Elle a dû se résoudre à organiser des "job-dating", l’expression est usitée en anglais, ce qui en dit long sur notre incapacité, en France, à défendre la langue, si maltraitée, de ce pays. Le métier de professeur s’exerce désormais dans des conditions devenues si délétères qu’il n’a plus guère d’attraits. C’est pourquoi l’institution a recours à des "contractuels" sous peine de ne pas remplir son cahier des charges.
Ces contractuels viennent d’à peu près partout et personne ne se demande si ce métier n’aurait pas une spécificité qui empêche précisément n’importe qui d’y prétendre. Mais nécessité faisant loi, il faut absolument mettre un enseignant, formé à la va-vite, devant chaque classe afin que la réalité n’en vienne pas à démentir les promesses de M. Pap Ndiaye. "Il est vrai, admet le ministre, que nous avons recours à une proportion d’enseignants contractuels qui est importante". À ce rythme, la situation de déshérence dans laquelle se trouve l’école républicaine ressemblera bientôt à l’état de carence en prélats que connaît l’Église. Des milliers de postes n’ont pas été pourvus aux concours enseignants. Évoquant cette question, Jean Piaget dont les travaux sur l’intelligence de l’enfant notamment sont fameuses, écrivait, en 1972, dans Où va l’éducation ? : "il y a d’abord le problème de la valorisation ou de la dévalorisation du corps enseignant primaire et secondaire, dont l’opinion publique n’estime pas les services à leur juste valeur, d’où la désaffection et la pénurie qui sévissent en ces professions et constituent l’un des dangers majeurs pour le progrès et même la survie de nos civilisations malades."
"Il y a des difficultés structurelles liées à l’attractivité du métier" déclare le ministre de l’Éducation nationale. La question des salaires figure en bonne place parmi ces difficultés qu’il évoque. Sur les ondes de RTL, le ministre ne l’a guère dissimulé, (comment l’eût-il pu ?). "Les salaires ne sont pas à la hauteur des travaux et des efforts demandés", a-t-il dit dans un de ces euphémismes dont les hommes politiques aiment à orner leurs discours.

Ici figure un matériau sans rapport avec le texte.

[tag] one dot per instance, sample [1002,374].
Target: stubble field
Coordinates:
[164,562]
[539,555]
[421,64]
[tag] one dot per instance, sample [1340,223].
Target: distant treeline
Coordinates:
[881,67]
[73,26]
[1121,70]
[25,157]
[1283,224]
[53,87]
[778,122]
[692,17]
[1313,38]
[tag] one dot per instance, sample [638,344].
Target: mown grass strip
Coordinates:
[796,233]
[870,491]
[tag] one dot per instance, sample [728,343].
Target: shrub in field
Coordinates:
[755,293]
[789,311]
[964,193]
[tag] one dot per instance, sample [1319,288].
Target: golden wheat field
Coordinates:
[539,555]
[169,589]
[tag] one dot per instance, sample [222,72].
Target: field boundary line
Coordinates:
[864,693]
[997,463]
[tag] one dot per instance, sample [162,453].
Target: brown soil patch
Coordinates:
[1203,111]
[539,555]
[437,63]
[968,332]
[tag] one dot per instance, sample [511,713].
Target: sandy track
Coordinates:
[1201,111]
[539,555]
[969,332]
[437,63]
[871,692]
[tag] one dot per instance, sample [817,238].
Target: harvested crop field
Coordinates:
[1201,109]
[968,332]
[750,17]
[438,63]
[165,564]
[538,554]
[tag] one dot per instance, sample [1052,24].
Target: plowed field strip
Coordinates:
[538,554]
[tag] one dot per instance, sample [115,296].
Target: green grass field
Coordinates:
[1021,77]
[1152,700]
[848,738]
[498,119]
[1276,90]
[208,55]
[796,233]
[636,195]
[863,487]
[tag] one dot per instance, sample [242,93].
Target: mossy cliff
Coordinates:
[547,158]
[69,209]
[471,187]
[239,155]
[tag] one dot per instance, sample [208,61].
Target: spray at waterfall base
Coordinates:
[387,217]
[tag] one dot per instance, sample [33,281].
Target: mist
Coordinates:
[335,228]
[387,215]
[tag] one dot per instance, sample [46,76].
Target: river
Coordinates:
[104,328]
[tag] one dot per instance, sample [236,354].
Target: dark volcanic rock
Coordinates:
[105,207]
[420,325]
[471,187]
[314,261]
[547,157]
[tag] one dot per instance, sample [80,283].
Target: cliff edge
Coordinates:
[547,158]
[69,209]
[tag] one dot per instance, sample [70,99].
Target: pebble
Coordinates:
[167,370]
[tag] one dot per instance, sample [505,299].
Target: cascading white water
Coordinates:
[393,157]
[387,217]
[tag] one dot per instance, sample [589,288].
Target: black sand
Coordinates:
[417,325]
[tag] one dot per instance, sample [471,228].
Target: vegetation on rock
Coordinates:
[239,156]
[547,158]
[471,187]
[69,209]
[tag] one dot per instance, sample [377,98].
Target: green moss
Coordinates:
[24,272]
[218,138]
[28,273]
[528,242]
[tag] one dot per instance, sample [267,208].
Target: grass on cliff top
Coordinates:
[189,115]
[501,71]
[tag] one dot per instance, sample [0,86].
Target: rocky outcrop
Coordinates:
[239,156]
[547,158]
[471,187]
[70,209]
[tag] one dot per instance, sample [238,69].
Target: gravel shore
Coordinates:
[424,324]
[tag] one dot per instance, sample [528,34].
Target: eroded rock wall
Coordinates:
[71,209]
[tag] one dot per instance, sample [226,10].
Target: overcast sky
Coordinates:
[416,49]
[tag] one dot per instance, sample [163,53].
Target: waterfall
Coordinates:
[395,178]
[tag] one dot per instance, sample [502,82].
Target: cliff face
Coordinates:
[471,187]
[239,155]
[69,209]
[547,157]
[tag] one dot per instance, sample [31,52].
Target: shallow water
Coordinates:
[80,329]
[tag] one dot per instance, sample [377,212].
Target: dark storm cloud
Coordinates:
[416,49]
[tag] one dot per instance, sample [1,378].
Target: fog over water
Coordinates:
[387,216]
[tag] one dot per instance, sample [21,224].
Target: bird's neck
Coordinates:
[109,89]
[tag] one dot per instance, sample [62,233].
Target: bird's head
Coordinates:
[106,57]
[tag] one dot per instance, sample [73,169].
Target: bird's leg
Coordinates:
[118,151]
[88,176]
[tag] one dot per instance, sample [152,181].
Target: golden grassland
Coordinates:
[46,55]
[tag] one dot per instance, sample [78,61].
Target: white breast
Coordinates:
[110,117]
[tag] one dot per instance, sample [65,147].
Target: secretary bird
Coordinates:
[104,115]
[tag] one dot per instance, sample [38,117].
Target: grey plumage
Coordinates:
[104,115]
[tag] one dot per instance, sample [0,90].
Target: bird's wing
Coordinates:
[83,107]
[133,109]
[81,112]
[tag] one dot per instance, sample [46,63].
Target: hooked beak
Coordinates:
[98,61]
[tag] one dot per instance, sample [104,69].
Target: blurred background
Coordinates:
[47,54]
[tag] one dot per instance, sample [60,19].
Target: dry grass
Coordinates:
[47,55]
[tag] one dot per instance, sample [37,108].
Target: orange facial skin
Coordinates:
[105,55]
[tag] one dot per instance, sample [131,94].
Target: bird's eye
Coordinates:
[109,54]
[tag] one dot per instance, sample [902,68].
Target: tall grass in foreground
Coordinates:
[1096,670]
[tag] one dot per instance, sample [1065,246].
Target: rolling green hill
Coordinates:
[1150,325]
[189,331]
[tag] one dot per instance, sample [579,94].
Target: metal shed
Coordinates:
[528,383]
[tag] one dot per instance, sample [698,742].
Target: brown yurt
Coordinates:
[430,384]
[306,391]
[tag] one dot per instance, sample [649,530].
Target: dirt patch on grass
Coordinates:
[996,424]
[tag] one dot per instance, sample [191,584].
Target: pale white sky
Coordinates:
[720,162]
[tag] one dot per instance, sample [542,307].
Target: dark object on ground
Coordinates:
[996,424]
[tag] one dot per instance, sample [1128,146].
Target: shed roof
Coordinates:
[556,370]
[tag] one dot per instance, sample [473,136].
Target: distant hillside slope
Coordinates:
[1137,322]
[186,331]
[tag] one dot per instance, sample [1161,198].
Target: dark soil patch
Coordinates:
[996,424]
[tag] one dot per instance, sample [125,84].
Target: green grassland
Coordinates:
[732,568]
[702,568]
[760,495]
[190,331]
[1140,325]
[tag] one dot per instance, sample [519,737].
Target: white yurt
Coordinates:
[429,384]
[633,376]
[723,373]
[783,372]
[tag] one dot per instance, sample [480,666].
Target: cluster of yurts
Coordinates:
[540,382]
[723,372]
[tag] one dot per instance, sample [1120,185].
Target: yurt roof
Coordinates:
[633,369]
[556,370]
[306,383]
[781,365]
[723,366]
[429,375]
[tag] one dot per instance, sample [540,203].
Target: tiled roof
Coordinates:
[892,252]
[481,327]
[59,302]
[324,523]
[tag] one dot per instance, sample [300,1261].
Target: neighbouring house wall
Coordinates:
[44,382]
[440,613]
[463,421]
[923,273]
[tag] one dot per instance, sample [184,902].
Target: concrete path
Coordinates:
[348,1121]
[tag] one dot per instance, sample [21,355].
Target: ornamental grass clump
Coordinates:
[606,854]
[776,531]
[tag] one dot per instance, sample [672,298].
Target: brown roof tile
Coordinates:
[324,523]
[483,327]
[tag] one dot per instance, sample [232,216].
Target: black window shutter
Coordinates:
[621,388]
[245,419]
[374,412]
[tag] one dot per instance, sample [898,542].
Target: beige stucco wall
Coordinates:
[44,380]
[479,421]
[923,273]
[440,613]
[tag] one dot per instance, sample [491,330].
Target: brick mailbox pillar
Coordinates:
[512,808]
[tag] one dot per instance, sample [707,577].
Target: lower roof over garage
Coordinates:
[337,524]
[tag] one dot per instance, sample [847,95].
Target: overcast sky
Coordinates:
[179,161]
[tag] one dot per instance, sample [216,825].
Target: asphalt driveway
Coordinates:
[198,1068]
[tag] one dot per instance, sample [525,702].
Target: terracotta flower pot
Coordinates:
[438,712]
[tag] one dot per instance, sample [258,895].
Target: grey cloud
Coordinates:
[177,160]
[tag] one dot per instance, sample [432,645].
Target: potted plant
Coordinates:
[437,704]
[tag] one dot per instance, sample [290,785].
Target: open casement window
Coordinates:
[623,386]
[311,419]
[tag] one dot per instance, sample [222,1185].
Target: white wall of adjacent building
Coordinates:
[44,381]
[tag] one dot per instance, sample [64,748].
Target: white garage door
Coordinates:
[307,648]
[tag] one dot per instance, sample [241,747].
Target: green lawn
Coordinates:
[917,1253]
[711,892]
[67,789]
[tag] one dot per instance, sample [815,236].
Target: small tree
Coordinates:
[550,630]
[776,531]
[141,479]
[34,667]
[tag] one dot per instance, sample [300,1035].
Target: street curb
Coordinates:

Le président Macron propose de porter à 2000 euros le salaire des enseignants. Mais cette promesse sera-t-elle tenue ? Il est permis d’en douter, car c’est 800.000 enseignants qu’il faut augmenter, ce qui représente un certain coût pour les finances de l’État. Rien n’est moins sûr dans la perspective de lendemains durs et incertains.
C’est à l’effritement du pouvoir d’achat des enseignants que l’on assiste depuis quarante ans. Cet effritement s’est accompagné d’une détérioration de leur image dans la société. Les Français sont peut-être attachés à leur école, mais ils n’aiment pas les enseignants. Car ce n’est pas aimer un enseignant que de l’agresser physiquement, ce n’est pas aimer un enseignant que de le sous-payer, ce n’est pas aimer un enseignant que de ne pas le respecter.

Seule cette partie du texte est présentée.